Günden güne daha fazla çöküyoruz, içimize doğru. Hiç kimse, hiç kimsenin ne derdi var bilmiyor. Bilmiyor çünkü kulaklarına tıpa takmış herkes, yalnızca küçücük ekranlardan birbirlerine bakıyor. Hiç kimse konuşmuyor, sadece tık tık sesleri parmaklarının ucunda.
Oysa herkesin, kendince, bir sürü derdi var. Ama biz bunları bilsek bile yok sayıyoruz. Yalnızca sıkıntısı olan bizmişiz gibi davranıyoruz. Aslında hepimiz benzer sorunlar yaşarken, ‘Benimki daha zor.’ deyip, diğerlerini küçümsüyoruz.
Ortak bilmeceler, ortak niyetler mazi, mazi de kalbimizde koca bir yara. Es kaza dillendirsek, şükretmeyi bilmiyoruz. Sussak otursak kenarda, zaten umursamıyoruz. Çoğul olma fikri de çöpe atılıyor bu eleştirilerin karanlığında. Geri dönüşümde bile yalnız kalıyoruz.

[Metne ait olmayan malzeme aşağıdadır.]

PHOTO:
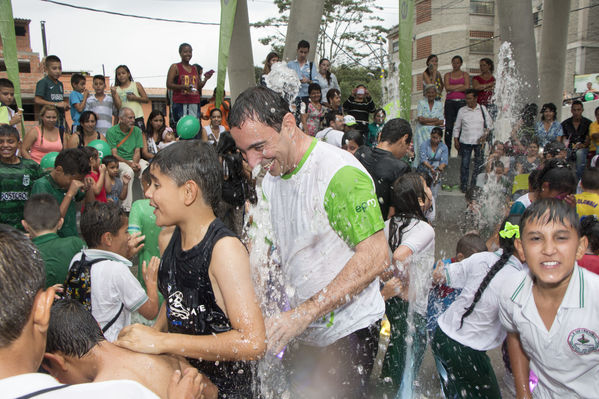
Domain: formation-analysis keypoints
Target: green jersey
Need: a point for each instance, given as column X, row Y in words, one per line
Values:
column 16, row 182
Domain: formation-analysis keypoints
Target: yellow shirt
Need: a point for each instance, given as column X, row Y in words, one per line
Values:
column 594, row 128
column 587, row 204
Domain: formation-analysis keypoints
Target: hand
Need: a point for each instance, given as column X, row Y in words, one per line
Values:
column 188, row 386
column 283, row 327
column 135, row 243
column 140, row 338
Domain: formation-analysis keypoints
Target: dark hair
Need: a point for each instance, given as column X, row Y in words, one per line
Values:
column 353, row 135
column 328, row 75
column 332, row 93
column 406, row 192
column 8, row 130
column 507, row 245
column 42, row 212
column 126, row 68
column 550, row 107
column 590, row 179
column 22, row 276
column 470, row 244
column 490, row 63
column 6, row 83
column 108, row 159
column 259, row 104
column 183, row 45
column 196, row 161
column 72, row 331
column 99, row 218
column 558, row 174
column 51, row 58
column 76, row 78
column 74, row 161
column 557, row 212
column 303, row 44
column 395, row 129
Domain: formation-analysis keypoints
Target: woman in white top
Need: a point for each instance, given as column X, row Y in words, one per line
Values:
column 211, row 133
column 325, row 78
column 412, row 241
column 471, row 326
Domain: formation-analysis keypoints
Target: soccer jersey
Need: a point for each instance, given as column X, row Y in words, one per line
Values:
column 16, row 182
column 320, row 212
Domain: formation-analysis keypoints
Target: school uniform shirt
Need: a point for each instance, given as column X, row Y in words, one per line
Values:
column 419, row 236
column 319, row 212
column 471, row 124
column 587, row 204
column 481, row 330
column 565, row 358
column 112, row 285
column 25, row 384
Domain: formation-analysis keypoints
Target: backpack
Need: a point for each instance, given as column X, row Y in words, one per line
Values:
column 78, row 285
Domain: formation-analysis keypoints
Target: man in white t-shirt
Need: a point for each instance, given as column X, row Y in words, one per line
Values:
column 328, row 230
column 333, row 133
column 115, row 291
column 25, row 313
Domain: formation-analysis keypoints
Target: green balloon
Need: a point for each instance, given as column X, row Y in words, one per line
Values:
column 47, row 161
column 102, row 147
column 188, row 127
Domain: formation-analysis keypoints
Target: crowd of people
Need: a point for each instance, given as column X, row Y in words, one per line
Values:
column 352, row 201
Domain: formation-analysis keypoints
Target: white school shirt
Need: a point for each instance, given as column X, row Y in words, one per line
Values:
column 328, row 192
column 470, row 122
column 481, row 330
column 419, row 236
column 112, row 285
column 565, row 358
column 23, row 384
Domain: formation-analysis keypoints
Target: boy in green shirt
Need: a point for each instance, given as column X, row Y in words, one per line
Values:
column 65, row 183
column 42, row 220
column 16, row 178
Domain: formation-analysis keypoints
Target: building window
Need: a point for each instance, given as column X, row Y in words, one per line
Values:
column 482, row 7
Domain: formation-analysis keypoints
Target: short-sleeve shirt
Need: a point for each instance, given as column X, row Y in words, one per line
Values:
column 319, row 212
column 57, row 254
column 16, row 182
column 113, row 284
column 565, row 358
column 46, row 184
column 115, row 135
column 75, row 98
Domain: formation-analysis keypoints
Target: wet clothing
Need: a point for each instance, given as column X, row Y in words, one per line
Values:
column 191, row 306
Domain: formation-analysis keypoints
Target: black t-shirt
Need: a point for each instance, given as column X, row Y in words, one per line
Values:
column 191, row 306
column 384, row 169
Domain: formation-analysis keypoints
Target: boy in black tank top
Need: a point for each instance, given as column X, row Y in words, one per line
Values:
column 211, row 314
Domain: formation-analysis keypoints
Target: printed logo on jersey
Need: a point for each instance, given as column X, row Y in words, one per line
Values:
column 583, row 341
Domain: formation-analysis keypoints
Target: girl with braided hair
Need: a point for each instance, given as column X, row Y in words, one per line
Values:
column 470, row 326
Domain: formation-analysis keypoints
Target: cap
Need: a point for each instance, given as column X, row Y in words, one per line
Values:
column 349, row 120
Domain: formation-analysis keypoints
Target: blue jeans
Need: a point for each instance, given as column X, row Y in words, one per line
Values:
column 466, row 154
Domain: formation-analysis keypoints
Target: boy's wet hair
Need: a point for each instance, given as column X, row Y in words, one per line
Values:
column 550, row 210
column 470, row 244
column 50, row 59
column 259, row 104
column 6, row 84
column 76, row 78
column 590, row 179
column 99, row 218
column 194, row 160
column 74, row 161
column 22, row 276
column 42, row 212
column 72, row 331
column 8, row 130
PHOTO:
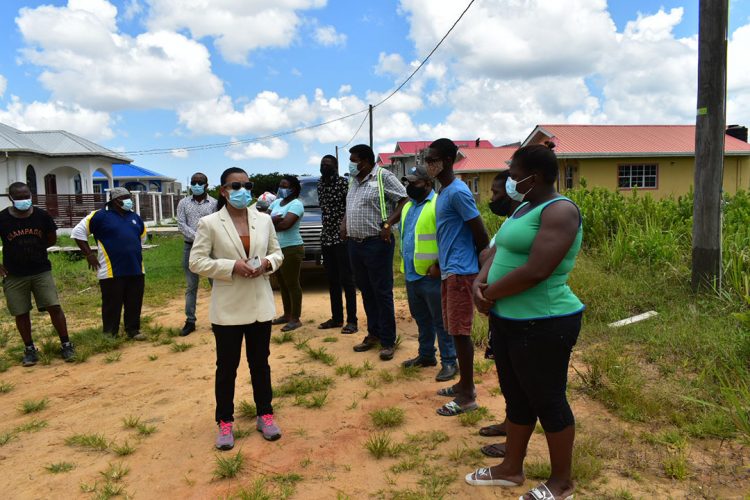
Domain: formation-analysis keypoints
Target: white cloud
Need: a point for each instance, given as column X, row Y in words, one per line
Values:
column 273, row 149
column 89, row 62
column 237, row 27
column 93, row 125
column 327, row 36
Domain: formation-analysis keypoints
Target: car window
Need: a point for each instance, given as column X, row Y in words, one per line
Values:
column 309, row 194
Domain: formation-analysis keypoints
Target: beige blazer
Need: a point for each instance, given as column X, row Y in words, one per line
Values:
column 236, row 300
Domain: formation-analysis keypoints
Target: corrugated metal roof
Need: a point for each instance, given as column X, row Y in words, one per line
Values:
column 625, row 140
column 483, row 159
column 52, row 143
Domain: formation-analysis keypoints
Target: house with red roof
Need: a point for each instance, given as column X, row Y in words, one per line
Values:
column 658, row 159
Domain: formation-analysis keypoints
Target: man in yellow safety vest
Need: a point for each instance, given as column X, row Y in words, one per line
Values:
column 419, row 253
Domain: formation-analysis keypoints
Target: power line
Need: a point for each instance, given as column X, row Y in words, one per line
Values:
column 217, row 145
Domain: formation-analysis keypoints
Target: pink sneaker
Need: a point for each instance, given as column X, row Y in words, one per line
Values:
column 225, row 439
column 269, row 429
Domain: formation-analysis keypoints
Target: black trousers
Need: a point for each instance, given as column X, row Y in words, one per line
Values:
column 118, row 293
column 532, row 359
column 339, row 270
column 228, row 352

Zaman zaman umursayanlar çıkıyor, ama onlar da umursarmış gibi yapanlarla çığ gibi üzerimize düşüyor. Sanal gerçekliğimiz, gerçek dünyamızı bilinmeze sürüklüyor. Tam birlik olduk derken, bizi uçtan uca birbirimize karşı şifreliyor.
Yeni doğmuş bebekler bile telefon sesiyle rahatlıyor. Kurutma makinasının sesi out, iphone melody in.
Birilerine telefon edip çığlık atsanız kimse duymuyor ama; operatör çekmiyor o anda! Kesik kesik kelimeler, parça parça batıyor boğazınıza. Sonra nerenizden çıkaracağınızı bilemiyorsunuz. Belki yazıp çizerek, belki sadece gülerek halının altındaki tepeyi besliyorsunuz. Ne de olsa kendinizle alay etmekten öte bir çözüm kalmıyor ufukta.
Sonra üşüyorsunuz gecenin bir yarısı battaniyenizin altında. Önce bir esneme geliyor ağzınıza, sonra göz kapaklarınız kapanıyor yavaşça. En sonunda bedeniniz dayanamıyor beyaz ekranın ışığına, atıveriyorsunuz kendinizi yatağa.